Viola Davis, a primeira mulher preta a ganhar um EGOT, está presidindo o júri do prêmio Lights on Women’s Worth no Festival de Cannes. Este prêmio é voltado para curtas-metragens de cineastas mulheres e oferece 20 mil euros e mentoria para a vencedora. Davis acredita que a visibilidade é fundamental para mudar a narrativa da indústria cinematográfica e que a falta de reconhecimento é um grande desafio para as mulheres cineastas. Ela afirmou que “se você não é vista, você não existe”. O prêmio, apoiado pela L’Oreal Paris, busca destacar talentos femininos e dar voz a essas cineastas. Davis, que já enfrentou dificuldades por ser uma mulher preta no cinema, quer que iniciativas como essa ajudem a melhorar a situação no futuro. Ela também incentivou o público a assistir a filmes feitos por mulheres, destacando a importância de apoiar suas histórias. Além disso, expressou seu amor pelo Brasil e seu desejo de ver mais cineastas brasileiras sendo reconhecidas.

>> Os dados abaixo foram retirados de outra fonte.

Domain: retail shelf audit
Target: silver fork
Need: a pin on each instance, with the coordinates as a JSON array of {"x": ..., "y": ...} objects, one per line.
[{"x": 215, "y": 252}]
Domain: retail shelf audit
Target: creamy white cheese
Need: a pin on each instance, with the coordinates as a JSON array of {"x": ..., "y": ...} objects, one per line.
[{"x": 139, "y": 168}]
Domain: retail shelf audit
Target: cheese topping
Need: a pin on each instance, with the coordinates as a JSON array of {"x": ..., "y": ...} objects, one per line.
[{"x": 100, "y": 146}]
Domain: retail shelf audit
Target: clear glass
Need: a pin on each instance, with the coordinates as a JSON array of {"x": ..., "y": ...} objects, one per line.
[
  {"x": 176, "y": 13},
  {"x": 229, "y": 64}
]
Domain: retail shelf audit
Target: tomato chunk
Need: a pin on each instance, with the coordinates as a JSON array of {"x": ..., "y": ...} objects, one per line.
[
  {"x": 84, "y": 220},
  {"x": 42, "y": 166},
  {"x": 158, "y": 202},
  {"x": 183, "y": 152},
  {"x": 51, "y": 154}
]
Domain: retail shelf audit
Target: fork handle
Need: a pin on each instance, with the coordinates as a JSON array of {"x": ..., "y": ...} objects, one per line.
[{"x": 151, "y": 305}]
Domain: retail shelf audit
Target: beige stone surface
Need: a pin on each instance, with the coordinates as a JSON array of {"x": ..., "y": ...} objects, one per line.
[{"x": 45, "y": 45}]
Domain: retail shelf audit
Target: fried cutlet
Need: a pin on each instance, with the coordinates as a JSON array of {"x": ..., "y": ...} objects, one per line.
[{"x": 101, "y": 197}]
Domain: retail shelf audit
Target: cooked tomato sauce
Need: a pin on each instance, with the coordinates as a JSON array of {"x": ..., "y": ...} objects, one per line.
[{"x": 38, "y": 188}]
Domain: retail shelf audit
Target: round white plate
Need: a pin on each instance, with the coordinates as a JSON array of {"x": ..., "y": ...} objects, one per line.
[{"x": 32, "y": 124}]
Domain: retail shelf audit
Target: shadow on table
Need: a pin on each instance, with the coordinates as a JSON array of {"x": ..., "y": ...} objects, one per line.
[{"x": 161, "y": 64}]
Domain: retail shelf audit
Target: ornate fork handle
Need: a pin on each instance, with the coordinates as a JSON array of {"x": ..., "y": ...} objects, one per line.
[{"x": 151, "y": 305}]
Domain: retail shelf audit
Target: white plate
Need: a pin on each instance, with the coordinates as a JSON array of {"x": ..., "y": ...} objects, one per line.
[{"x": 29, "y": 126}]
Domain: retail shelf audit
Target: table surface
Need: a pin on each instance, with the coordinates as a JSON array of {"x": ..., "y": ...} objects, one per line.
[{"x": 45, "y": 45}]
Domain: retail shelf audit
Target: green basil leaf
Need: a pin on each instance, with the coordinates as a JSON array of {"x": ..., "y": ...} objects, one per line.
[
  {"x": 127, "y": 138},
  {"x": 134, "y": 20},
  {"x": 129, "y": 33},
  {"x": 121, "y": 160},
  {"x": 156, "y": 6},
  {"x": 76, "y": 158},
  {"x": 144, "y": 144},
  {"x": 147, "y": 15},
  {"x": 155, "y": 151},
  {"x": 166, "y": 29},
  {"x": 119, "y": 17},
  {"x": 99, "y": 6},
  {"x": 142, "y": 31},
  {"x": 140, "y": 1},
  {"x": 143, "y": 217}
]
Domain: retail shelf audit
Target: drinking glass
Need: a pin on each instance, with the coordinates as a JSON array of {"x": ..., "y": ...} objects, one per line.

Viola Davis, a primeira mulher preta a conquistar o status EGOT, preside o júri do prêmio Lights on Women’s Worth no Festival de Cannes. O prêmio, que reconhece curtas-metragens de cineastas mulheres, oferece 20 mil euros e mentoria para a vencedora. Davis destaca a importância da visibilidade para transformar a narrativa da indústria cinematográfica.
Em entrevista, a atriz enfatizou que “visibilidade é tudo”. Para ela, a falta de reconhecimento é o principal obstáculo enfrentado por mulheres cineastas. “Se você não é vista, você não existe”, afirmou. O prêmio, promovido pelo L’Oreal Paris, visa dar destaque a talentos femininos e é uma oportunidade para que suas vozes sejam ouvidas.
Davis, que já enfrentou desafios por ser uma mulher preta no cinema, acredita que iniciativas como essa podem ajudar a mudar a situação. “Não quero que a mesma narrativa se repita daqui a 20 ou 30 anos”, disse. Ela se compromete a abrir portas, mesmo que apenas um pouco, para que novas cineastas possam avançar em suas carreiras.
Além do prêmio, a atriz sugere que o público também deve escolher assistir a filmes feitos por mulheres. “É fundamental dar luz ao trabalho delas”, ressaltou. Para Davis, a mudança na indústria depende de ações concretas, como o apoio financeiro e a promoção de histórias femininas.
Davis expressou seu amor pelo Brasil, onde se sente em casa. “A cultura brasileira é linda e todos estão conectados a ela”, comentou. A atriz, que visitará São Paulo em breve, reforçou seu desejo de ver mais cineastas brasileiras sendo reconhecidas e celebradas.